Yoksa, kim ya da kimler seçimi kazanırsa kazansın, belki yeni hükümet kurabilirler ama asla iktidar olamazlar.
Bu arada hiç kimse yeni vesayet denemelerine, halk iradesinin dışında başka güçleri devreye sokmaya çalışmasın.
Gerek içinde yaşadığımız küresel dünyada, gerekse ülkemizin geldiği noktada; ne iç dinamikler, ne de bu ülkenin insanları, bu tür senaryolara, anti-demokratik yol ve yöntemlere geçit vermeyecektir.
Siyaset kurumunu bu çirkin senaryolardan, kin ve nefret söylemlerinden kurtarmak için, bu ülkeyi seven, yaşadığı coğrafyaya karşı sorumluluk duyan herkesin daha duyarlı olması gerektiği bir süreçten geçiyoruz.
Bir kez daha söylemek ihtiyacı duyuyorum.

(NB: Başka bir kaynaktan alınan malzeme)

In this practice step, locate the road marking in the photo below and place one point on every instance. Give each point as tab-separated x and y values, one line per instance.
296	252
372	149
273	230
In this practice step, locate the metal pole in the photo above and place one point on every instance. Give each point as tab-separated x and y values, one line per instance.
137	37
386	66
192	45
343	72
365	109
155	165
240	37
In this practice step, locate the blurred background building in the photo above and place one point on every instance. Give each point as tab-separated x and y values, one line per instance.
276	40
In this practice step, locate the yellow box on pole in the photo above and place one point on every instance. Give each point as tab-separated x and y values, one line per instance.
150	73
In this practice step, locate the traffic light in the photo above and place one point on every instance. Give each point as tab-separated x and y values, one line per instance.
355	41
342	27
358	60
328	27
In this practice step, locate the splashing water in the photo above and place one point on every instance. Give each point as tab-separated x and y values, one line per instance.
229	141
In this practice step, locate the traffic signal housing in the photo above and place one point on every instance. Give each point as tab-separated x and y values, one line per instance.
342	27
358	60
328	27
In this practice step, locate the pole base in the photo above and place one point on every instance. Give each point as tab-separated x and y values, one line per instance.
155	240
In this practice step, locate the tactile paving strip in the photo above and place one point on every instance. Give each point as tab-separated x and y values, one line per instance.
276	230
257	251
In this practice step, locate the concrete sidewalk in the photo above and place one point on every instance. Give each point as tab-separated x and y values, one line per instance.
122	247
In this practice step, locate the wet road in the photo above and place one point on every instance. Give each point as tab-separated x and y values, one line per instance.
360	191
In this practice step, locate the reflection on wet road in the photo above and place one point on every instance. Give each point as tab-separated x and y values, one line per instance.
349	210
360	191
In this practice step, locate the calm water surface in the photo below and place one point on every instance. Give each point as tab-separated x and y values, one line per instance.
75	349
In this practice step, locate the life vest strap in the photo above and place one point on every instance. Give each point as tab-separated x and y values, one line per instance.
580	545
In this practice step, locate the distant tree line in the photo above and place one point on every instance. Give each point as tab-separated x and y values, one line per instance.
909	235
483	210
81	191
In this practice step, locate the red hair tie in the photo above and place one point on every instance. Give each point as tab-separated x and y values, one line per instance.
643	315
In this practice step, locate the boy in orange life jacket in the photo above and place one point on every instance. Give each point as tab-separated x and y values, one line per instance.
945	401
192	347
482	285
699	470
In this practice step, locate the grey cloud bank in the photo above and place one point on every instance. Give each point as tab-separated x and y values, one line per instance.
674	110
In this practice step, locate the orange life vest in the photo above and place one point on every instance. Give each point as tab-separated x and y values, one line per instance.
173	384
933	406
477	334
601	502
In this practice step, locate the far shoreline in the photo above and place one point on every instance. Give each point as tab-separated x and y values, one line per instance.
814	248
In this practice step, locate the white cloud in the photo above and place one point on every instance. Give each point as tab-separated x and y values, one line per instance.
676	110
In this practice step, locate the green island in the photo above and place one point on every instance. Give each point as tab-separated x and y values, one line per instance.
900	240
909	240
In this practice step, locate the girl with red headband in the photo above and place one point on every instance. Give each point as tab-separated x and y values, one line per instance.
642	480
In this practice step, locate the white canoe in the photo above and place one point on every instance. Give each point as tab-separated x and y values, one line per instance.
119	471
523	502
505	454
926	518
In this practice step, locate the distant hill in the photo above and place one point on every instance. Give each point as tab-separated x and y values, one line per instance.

Seçim ve siyasi partiler yasası değişmeden, seçim barajı kaldırılmadan, yerel değil, yerinden yönetimi esas alacak anayasal düzenlemeler yapılmadan, temsilde adaleti sağlamadan yapılacak seçimler sonucunda oluşacak yeni yönetimler; yalnızca kimi kişi ve kurumları başkalarına göre daha avantajlı hale getirmekten başka bir işe yaramayacaktır.
İki aydan az bir zaman kalan yerel seçimlerin Türkiye de bir şeyleri değiştirmesi mümkün görünmediği gibi, toplumu yeni kamplaşmalara, yeni düşmanlıklara sürükleme tehlikesi de vardır.
Ancak 30 Mart sonrası, bu ülke artık eski yöntem ve köhnemiş siyaset tarzlarıyla yönetilemeyecektir.
Gerek siyasette, gerekse toplumsal yaşam için, barış ve demokrasi, hak ve özgürlükler için verilecek mücadelede, yeni şeyler söylemek lazım.